3. Now Somnath and his nephew Ranjit have brought this suit for redemption on the allegation that their rights have never been foreclosed. The Court of first instance dismissed the suit but on appeal the learned District Judge has decreed it. In my opinion this case raises substantial questions of law which require determination by a Division Bench. There is authority for the proposition that in preparing a final decree it is not absolutely necessary to issue fresh notice to the judgment-debtor. When the time fixed for the preliminary decree for payment has expired the mortgagors run the risk of a foreclosure decree being prepared, vide the case of Pandu Prabhu v. Juje Lobo (1904) 27 Mad 40, and the case of Tara Pado Ghose v. Kamini Dassi (1902) 29 Cal 644. There is, however, an observation in the case of Bibi Tasliman v. Harihar Mahto (1905) 32 Cal 253 that the Court itself has an inherent power to set aside an ex-parte decree which had been passed without notice to the mortgagor. All these cases were under the Transfer of Property Act. The learned District Judge in this case has conceded that it was not absolutely necessary to issue notice. What, however, he has held is that the Court decided to issue notice and did issue notice to Gaya and not to the Nazir. This, in the opinion of the learned Judge, amounted to an irregularity.

4. Another point mentioned is that in the final decree which was prepared, the name of Somnath alone was mentioned without the word “under the guardianship of the Nazir, “This has been taken to mean that ha was treated as a major and not a minor.
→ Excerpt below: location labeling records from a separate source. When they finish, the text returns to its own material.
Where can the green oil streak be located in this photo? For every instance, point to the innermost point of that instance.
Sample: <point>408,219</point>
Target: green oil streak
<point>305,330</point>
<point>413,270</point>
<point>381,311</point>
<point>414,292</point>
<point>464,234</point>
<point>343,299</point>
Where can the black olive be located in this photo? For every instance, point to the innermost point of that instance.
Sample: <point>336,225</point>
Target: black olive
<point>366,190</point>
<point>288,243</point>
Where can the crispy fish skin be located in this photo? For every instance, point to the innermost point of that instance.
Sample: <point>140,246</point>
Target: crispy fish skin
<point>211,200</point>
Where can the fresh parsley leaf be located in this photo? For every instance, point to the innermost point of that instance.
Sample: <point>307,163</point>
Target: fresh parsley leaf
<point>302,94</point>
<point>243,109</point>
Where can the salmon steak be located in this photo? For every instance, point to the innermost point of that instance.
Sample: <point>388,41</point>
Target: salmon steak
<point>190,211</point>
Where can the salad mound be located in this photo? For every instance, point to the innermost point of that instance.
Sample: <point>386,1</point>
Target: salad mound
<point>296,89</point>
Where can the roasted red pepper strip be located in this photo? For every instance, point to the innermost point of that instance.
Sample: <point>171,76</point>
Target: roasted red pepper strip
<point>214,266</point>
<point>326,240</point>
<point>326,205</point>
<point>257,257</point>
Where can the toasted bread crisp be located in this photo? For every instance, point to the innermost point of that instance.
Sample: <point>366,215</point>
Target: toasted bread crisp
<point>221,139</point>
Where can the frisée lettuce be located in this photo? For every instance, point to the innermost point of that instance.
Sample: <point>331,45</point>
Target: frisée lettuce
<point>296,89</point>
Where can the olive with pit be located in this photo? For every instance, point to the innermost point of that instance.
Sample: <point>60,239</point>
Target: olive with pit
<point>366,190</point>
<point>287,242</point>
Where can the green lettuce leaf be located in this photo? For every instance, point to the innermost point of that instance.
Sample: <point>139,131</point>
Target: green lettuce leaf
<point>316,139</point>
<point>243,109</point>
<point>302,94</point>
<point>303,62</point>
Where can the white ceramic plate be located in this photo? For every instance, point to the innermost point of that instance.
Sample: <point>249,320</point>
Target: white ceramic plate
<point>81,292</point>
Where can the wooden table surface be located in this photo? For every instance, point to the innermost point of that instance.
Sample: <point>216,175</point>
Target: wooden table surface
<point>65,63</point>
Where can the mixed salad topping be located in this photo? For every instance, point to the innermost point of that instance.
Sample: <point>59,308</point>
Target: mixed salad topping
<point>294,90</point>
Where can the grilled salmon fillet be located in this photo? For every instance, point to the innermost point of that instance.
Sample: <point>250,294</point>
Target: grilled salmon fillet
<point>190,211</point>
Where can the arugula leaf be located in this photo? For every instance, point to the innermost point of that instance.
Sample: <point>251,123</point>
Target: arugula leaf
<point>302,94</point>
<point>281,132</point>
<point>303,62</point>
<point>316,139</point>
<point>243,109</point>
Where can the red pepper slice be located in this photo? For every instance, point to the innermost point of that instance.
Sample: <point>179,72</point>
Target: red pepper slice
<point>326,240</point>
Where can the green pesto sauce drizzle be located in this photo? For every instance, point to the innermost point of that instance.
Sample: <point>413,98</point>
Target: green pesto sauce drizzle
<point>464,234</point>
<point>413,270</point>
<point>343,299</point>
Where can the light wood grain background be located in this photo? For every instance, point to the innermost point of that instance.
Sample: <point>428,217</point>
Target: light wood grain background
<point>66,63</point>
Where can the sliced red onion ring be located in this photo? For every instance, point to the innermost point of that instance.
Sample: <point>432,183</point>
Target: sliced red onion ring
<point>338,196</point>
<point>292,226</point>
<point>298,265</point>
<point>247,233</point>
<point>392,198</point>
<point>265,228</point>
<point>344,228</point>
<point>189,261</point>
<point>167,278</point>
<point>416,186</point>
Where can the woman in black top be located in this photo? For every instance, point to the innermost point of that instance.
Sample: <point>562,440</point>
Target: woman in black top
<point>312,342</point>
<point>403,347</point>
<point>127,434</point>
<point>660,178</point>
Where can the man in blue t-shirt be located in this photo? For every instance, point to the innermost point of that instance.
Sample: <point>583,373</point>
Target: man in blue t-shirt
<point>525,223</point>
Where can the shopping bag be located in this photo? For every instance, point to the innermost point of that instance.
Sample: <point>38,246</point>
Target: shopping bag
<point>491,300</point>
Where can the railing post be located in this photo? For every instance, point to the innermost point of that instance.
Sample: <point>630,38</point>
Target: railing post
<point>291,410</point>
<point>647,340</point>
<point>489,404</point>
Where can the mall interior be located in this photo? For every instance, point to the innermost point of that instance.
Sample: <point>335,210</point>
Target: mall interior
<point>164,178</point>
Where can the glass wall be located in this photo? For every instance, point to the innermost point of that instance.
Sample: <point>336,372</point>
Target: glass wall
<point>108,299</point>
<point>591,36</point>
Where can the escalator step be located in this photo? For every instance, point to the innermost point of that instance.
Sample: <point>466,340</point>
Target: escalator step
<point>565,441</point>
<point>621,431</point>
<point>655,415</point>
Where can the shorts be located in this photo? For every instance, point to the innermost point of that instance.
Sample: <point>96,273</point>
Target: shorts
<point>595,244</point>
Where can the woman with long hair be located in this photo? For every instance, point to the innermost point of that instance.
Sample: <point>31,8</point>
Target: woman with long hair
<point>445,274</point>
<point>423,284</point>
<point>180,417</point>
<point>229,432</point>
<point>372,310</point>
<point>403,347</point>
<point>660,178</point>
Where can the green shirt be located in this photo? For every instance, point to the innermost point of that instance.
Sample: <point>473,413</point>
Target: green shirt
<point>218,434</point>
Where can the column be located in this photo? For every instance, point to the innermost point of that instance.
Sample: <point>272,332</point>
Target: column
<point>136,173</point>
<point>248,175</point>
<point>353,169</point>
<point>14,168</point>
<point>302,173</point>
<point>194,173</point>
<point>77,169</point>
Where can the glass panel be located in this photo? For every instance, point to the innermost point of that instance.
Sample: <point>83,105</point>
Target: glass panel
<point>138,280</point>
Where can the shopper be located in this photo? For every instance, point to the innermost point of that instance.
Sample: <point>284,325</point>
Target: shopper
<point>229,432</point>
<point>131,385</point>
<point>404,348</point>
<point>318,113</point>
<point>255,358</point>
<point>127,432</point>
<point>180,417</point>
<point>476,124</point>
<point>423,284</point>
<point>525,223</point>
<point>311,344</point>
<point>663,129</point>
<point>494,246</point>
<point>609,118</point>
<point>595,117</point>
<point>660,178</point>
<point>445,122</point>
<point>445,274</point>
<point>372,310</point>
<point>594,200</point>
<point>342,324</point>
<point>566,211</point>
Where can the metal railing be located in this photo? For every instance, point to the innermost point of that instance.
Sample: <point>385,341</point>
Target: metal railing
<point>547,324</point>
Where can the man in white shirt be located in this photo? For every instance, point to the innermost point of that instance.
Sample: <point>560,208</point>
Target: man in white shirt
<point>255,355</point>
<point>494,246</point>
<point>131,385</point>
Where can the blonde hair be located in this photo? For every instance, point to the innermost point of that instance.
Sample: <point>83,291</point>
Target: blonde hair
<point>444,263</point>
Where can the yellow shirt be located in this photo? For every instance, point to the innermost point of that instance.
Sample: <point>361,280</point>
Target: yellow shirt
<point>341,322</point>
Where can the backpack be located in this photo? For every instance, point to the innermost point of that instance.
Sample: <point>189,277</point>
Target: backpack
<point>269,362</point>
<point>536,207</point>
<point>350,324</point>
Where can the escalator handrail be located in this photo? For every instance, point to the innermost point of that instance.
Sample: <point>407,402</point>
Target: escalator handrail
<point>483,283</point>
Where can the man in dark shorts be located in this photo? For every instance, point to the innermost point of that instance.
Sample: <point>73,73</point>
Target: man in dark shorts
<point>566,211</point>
This is said to be the second irregularity. The learned Judge has further held that inasmuch as Somnath has lost the right of redemption in consequence of the decree he has been prejudiced by the irregularities. The question whether the omissions mentioned above amount to irregularities is undoubtedly a substantial question of law.

5. As regards the question whether the minor has been prejudiced, it might ordinarily have been a question of fact, but the learned Judge has assumed that because the minor has lost his right of redemption, he has necessarily been prejudiced. Whereas one might have supposed that the injury should be a consequence of the irregularity. No attempt apparently was made to show that if notice had been issued to the Nazir himself the amount would have been paid in time and the property redeemed. On the other hand, it rather seams that the only persons who could have intervened or paid the money would have been Gaya, the father, to whom notice was actually sent. It may, therefore, be a question whether the plaintiffs have really been prejudiced by the absence of the notice issued to the Nazir. In two cases it has been held that in spite of the irregularity the minor defendant was not prejudiced, vide the case of Rambrichh Ram v. Tarak Tewari AIR 1916 All 356 which has been followed in the case of Kuber Upadhia v. Ramakar Dat Upadhia AIR 1925 All 351.

6. I accordingly refer the case to a Bench of two Judges.

7. In our opinion this appeal must succeed. It seems to us, apart from authority, that the law is clear. It is not necessary to set out the facts, which can be gathered very clearly from the referring order of Mr. Justice Sulaiman, and if necessary supplemented by the District Judge’s judgment. Rules 2 and 3 of Order 34 provide the machinery for enforcing mortgages by means of a fore-closure decree, and everyone agree that no notice to the mortgagor between the preliminary decree and the final decree is prescribed. The reason for that is obvious. When a decree of a competent Court has already decided that within 6 months the property which the defendant values will be taken away from him for ever, if he is not sufficiently interested in the subject to realize that unless he exercise his right of redemption within 6 months he will never have another chance, it is hardly likely that a piece of paper issued to him from the same Court reminding him of what he already knows will make any difference to his mind. The authorities of Pandu Prabhu v. Juje Lobo (1904) 27 Mad 40 and the case of Tara Pado Ghose v. Kamini Dassi (1902) 29 Cal 644 cited by Mr. Durga Prasad, are merely examples making it quite clear that in the case of an ordinary mortgagor sui juris no formal notice is necessary. We find nothing in the case of Bibi Tasliman v. Harihar Mahto (1905) 32 Cal 253 inconsistent with this view.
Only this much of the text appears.